Regional wages: a solution to the lack of regional mobility edit

30 janvier 2006

Regional disparities among EU countries remain substantial. In the second half of the nineties, the coefficient of variation of income per capita across 50 regions in the EU was almost double than across the 49 states of the continental US. Policy makers will then need to make a clear choice, in favour of greater labour mobility or higher wage flexibility. Otherwise, the combination of wage rigidity and limited labour mobility will continue to lead to unacceptably high unemployment differentials among regions.

-->The aggregate figures do not fully convey the size of remaining territorial disparities within the EU, even when excluding the new members countries . In 2002, the latest year for which a fully comparable set of data is available, income per capita - in purchasing power standards - in Inner London was more than two and half times larger than the EU-15 average. Conversely, GDP per head in the Greek region of Dytikis was around 50 percent of the European value. Disparities are somewhat less pronounced at the national level, but far from negligible. Even if we neglect Luxembourg, income per capita ranges from 111 per cent of the EU average in Denmark to around 67 percent in Greece. These large, and sometimes persistent, gaps in GDP per person reflect both differences in productivity and in labour market performance. National unemployment rates cover a broad range from 11.4 percent in Spain to 2.2 percent in the Netherlands. At the regional level the gap is substantially wider, from 27 percent in Halle in Germany to 2.2 percent in Utrecht in the Netherlands. Perhaps more disturbingly, in Europe high unemployment regions tend to coincide with low income per capita regions. Poverty and unemployment become two faces of the same coin.

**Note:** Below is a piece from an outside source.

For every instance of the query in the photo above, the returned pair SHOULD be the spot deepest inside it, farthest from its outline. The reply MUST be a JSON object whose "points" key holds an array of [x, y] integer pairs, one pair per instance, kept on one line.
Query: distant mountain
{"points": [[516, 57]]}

We would expect these large differentials in income and employment conditions to foster substantial migratory flow from low income and high unemployment regions toward high income and low unemployment regions. They do not. With the exception of the UK, internal migration flows represent a much smaller share of resident population than in the US, despite the much greater variability in the income and employment outcomes in Europe.

Would greater mobility among European regions foster convergence ? Should policy therefore act to encourage migration within Europe or, at the very least, within member countries ? Surprisingly enough, the role of migration in favouring convergence does not seem to be a major priority for European policy-makers. The European Commission in its Report on Economic and Social Cohesion lists a broad set of factors that hamper cohesion, but fails to mention the lack of mobility among them. Similarly, the sixth periodic Report on the Social and Economic Situation and Developments of the Regions in the EU notes - in a text box - that migration may be associated with faster convergence, but then does not pursue the issue any further. Only the demographic implications of migration are considered. By and large, when it comes to policy initiatives, European policy-makers hold a somewhat schizophrenic attitude toward labour mobility. Finance ministries may sometimes lament the lack of mobility as hampering the ability of regions to adjust to idiosyncratic shocks.

Their colleagues in other ministries however seem to be quite reluctant to engage on this issue.

With limited regional mobility, wage flexibility should be called on to play a key role in cushioning European regions from the impact of idiosyncratic shocks. Unfortunately, even there, the evidence is not reassuring. In the two countries where regional differentials are more pronounced, Germany and Italy, wages are largely determined by union bargaining at the national level and, as a result, little affected by regional shocks. There is furthermore substantive evidence that regional wages in Italy are largely unresponsive to local labour market conditions, particularly so in unionized sectors. The implication is twofold. First, wages will typically be set at a level which is too high for the low productivity region, thereby causing a significant rise in unemployment there. Second, and perhaps more crucially, the backward region will be ill equipped to respond to a negative localized shock, to the extent that regional wages are set largely according to economic conditions in the more prosperous region. Even more troubling, a favourable idiosyncratic shock in the rich region may push national wages up and lead to higher unemployment in the backward region!

Again, policy makers have not particularly active in advocating a more flexible system of regional wage determination. They would often argue that labour markets distortions are not the main issue in the backward regions. They also mention the fact that productivity levels are virtually aligned among regions. This however should not be taken as reason of comfort, as it simply reflects the fall in employment brought by high wages in the backward regions and the consequent rise in unemployment. The true fact is that unemployment in Southern Italy is still more than three times as high than in the North, It is hard to argue that the wage setting mechanism has little or nothing to do with this fact. Labour market distortions may not be the only issue but they are certainly part of the problem.